Why Recursion Is Needed

Without recursion:

  • 1,000 L2 transactions → 1,000 individual proofs → 1,000 × 200K gas = 200M gas (prohibitive)

With recursion:

  • 1,000 transactions → 1 aggregate proof → 1 × 200K gas = 200K gas
  • 1,000,000 transactions: same 200K gas! (via recursive tree)

Recursive Proving Architectures

Recursive Tree (simple):

“`

Proof₁ + Proof₂ → Proof₁₂ (proves both are valid)

Proof₁₂ + Proof₃₄ → Proof₁₂₃₄

… continues until single root proof

“`

Accumulation Scheme (Halo):

  • Don’t immediately verify inner proofs
  • Accumulate pending verification checks into a growing accumulator
  • Single efficient check at the end of the accumulation chain
  • Enables linear recursion without exponential overhead

Folding Scheme (Nova):

  • Fold two proof instances into one “running instance”
  • Halves the statement size at each fold
  • Enables efficient SNARK recursion without large verifier circuits

Production Recursive Systems

System Method Used By Throughput
SHARP Recursive STARK StarkNet, StarkEx Multiple apps
Plonky2 Recursive PLONK Polygon Zero 170ms/proof
Boojum Recursive PLONK zkSync Era GPU-optimized
Halo2 IPA accumulation Scroll, Zcash Trustless
Nova Folding Research, Lurk Fastest folding

Nova and Folding Schemes

Nova (Microsoft Research, 2021) introduced folding schemes — a fundamentally different approach:

  • Fold two instances of an NP relation into one “relaxed” instance
  • The relaxed instance is provably equivalent to proving both original instances
  • After many folds: one small proof (IVC — Incrementally Verifiable Computation)
  • Nova is extremely fast for repeated computation patterns (like rollup state transitions)

Related Terms


Sources

  1. “Recursive Proof Composition Without Trusted Setup” — Bowe, Grigg, Hopwood (Zcash ECC, 2019).

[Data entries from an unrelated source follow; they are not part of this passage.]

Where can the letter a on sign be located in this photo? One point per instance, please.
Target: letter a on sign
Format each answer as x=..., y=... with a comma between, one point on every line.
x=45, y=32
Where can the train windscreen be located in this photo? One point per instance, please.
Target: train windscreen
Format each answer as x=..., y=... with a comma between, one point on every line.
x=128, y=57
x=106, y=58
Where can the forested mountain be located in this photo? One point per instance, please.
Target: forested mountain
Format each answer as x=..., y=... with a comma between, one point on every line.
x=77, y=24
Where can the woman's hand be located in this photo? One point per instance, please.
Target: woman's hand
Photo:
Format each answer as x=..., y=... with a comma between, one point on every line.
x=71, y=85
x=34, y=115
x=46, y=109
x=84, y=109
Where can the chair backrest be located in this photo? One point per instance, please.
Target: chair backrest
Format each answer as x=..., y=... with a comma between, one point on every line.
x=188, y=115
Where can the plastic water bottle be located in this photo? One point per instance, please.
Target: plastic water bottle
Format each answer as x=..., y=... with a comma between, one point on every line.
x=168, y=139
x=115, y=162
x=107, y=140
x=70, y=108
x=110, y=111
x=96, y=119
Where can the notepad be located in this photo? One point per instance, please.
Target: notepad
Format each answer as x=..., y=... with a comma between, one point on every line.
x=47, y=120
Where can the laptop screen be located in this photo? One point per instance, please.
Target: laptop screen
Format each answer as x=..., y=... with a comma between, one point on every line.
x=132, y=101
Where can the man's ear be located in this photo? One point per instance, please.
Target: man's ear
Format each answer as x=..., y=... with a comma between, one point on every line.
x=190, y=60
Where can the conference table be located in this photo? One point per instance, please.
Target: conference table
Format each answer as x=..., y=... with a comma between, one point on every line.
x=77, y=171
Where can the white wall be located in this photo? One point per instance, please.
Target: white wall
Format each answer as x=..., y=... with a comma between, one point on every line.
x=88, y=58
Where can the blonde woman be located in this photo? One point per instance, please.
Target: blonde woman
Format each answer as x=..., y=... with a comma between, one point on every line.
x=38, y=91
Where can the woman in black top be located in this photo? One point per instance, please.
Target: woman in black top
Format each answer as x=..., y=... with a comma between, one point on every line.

The Halo paper — introducing accumulation-based recursive proof composition that eliminates the need for a trusted setup in recursive zkSNARKs, foundational to modern Halo2 and Halo accumulation schemes.
  1. “Nova: Recursive Zero-Knowledge Arguments from Folding Schemes” — Kothapalli, Setty, Tzialla (Microsoft Research, 2021/2022). The paper introducing Nova — a radically efficient IVC (Incrementally Verifiable Computation) scheme based on folding NP relations rather than proving verifier circuits recursively.
  1. “SHARP: StarkWare’s Shared Prover for Recursive STARK Aggregation” — StarkWare (2022). Operational documentation of SHARP — StarkWare’s production recursive proving infrastructure that aggregates proofs from multiple StarkEx applications and StarkNet into single Ethereum settlements.
  1. “Plonky2: Fast PLONK-Based Recursive Proving” — Polygon Zero Team (2022). Introduction of Plonky2 — Polygon Zero’s custom recursive proof system achieving 170ms recursive proof generation by combining PLONK with FRI polynomial commitments over the Goldilocks field.
  1. “IVC and NIVC: Incrementally Verifiable Computation for Blockchain” — Kothapalli, Setty (2022). Survey of IVC schemes and their blockchain application — examining how incrementally verifiable computation enables arbitrary-length computation proofs with fixed verification cost.